Want to drive me batty? (I know Dad – “it’s not a very far drive”). Here’s a quick checklist of how to do it:

1. Ask me to do a relatively simple task, which I’ve never done before and haven’t received proper training (aka step-by-step, color coded directions), such as “create a Christmas card in photoshop” or “take a decent, artful picture of your kids” while presenting the knowledge that you have a handful of friends that can do said task in 10 minutes, while it’s taking me 3 days. 
2. Tell me these efforts are going to save me $10
3. Ignore me – repeatedly. While looking into my eyes. 
4. Shut down multiple lanes of traffic at a time when I am running late. 
5. Walk around the clothes basket heaped with dirty laundry in the middle of a narrow hallway. Better yet. Jump over it.
6. Fail to follow simple instructions, such as “attach or paste resume HERE.” Bonus points for typing in “I’ll bring it to an interview.” Because you’re not going to get an interview.

satisfaction guaranteed

Thus far, I’ve lived a relatively healthy life. No aches in the joints or chronic pain in my back. So, in honesty, I’ve never had a full appreciation for my health. It’s one of those things you don’t miss until you’re limping around the kitchen or having weekly injection appointments. Then, all of a sudden, your body and how it feels gains in the list of things you think about throughout the day. 

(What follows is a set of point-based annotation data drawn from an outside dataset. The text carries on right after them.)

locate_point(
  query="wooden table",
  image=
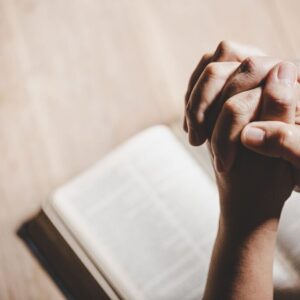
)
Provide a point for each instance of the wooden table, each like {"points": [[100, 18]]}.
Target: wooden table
{"points": [[78, 77]]}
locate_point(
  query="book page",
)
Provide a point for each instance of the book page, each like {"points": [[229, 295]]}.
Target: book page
{"points": [[146, 216], [289, 233]]}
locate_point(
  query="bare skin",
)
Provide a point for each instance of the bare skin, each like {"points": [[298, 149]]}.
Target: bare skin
{"points": [[221, 102]]}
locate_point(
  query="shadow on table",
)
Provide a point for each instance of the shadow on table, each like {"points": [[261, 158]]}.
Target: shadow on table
{"points": [[287, 294]]}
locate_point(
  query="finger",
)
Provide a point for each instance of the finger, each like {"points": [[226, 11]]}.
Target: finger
{"points": [[237, 112], [205, 92], [226, 51], [233, 51], [278, 102], [249, 75], [274, 139], [205, 60]]}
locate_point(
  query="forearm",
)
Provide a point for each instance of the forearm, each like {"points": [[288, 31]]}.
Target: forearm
{"points": [[242, 263]]}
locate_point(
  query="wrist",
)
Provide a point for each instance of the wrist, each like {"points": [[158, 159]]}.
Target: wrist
{"points": [[243, 215]]}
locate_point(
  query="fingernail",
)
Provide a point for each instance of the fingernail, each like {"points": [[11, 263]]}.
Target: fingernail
{"points": [[218, 165], [254, 136], [194, 138], [287, 73]]}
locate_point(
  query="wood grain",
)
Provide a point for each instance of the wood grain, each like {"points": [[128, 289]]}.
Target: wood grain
{"points": [[78, 77]]}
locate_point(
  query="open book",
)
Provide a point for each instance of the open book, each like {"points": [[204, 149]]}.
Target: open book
{"points": [[140, 225]]}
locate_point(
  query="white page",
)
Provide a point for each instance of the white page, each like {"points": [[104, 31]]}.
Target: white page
{"points": [[289, 232], [147, 215]]}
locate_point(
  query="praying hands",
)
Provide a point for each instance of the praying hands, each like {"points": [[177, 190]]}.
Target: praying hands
{"points": [[246, 106]]}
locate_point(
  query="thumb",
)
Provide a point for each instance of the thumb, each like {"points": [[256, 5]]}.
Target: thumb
{"points": [[274, 139]]}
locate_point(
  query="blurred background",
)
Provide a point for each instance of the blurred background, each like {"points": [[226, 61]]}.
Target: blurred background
{"points": [[77, 77]]}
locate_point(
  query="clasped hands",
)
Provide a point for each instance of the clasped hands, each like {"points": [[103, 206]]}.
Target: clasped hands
{"points": [[247, 106]]}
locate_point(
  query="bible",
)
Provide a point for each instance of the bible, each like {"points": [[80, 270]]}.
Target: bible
{"points": [[140, 225]]}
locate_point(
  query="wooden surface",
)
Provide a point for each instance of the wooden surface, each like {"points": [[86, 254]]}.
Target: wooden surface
{"points": [[78, 77]]}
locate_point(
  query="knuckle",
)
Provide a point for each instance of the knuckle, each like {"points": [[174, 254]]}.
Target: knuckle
{"points": [[278, 105], [212, 70], [249, 65], [223, 48], [283, 136], [235, 107], [190, 112]]}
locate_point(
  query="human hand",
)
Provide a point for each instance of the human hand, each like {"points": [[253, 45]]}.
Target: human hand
{"points": [[256, 187], [275, 139]]}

I feel similarly about housework. 
Husband and I had a long discussion last night in regards to household management. (No, not an argument – we try to beat that to the punch. But perhaps you’re more holy than I and when your satisfaction drops, you’re able to contain the snippy comments and sarcasm.  Nevertheless, feelings needed shared). 
What I came to realize throughout the conversation is that a majority of my time and energy goes into the things that matter little until they go unchecked. The daily slug of picking up toys, fixing a meal, doing the dishes, washing 18 loads of laundry, picking up toys, getting kids dressed, picking up toys… these are not the tasks of immense gratification. They simply garner frustration when not completed. It’s not until you break a toe stepping on Castle Grayscull or  it’s 8pm and no one has eaten that anyone cares. 
I’ll coin the term negative significance. They matter only in their absence. 
Though living in the world of negative significance is, at times, a bit grueling, it can have its light. I’ve found many a blogger who seem to adjusted expectations so that these small things bring great joy and fulfillment. I’m just not there yet. 
Part of me wants to be. Part of me wants to fully encapsulate the saying I’ve scrawled onto a plain white sheet of paper with a blue sharpie: In life there are no great things, only small things done with great love. – Mother Teresa (I’m giving you what I wrote, not the real quote. I totally miffed that up when I wrote it down). Part of me wants to remember that “great things” are done one small thing at a time; even great cathedrals and beautiful art and meaningful relationships are built brick-by-brick, moment-by-moment. So Mama T knows her shtuff. 
But the other part of me doesn’t want to lose the ambition for *more*. Part of me doesn’t want to simply be satisfied and quelled and pacified by what is available rather than what is possible. Contentment is good when it comes to material things and defeating the lust of the world. But it’s a bad approach ushering in the Kingdom. I can’t hear Jesus saying things like “well, this is just the way life is right now.” 
I know many people in the world with all the power at their hands to make change and impact who lead very unsatisfactory lives. And it’s probably because they haven’t wiped enough snotty noses. So the solution is not to change position, but to change perspective. 
So, in that vein, it’s time to arise the children and begin the daily event of what I like to call “getting out the door with all limbs still attached.”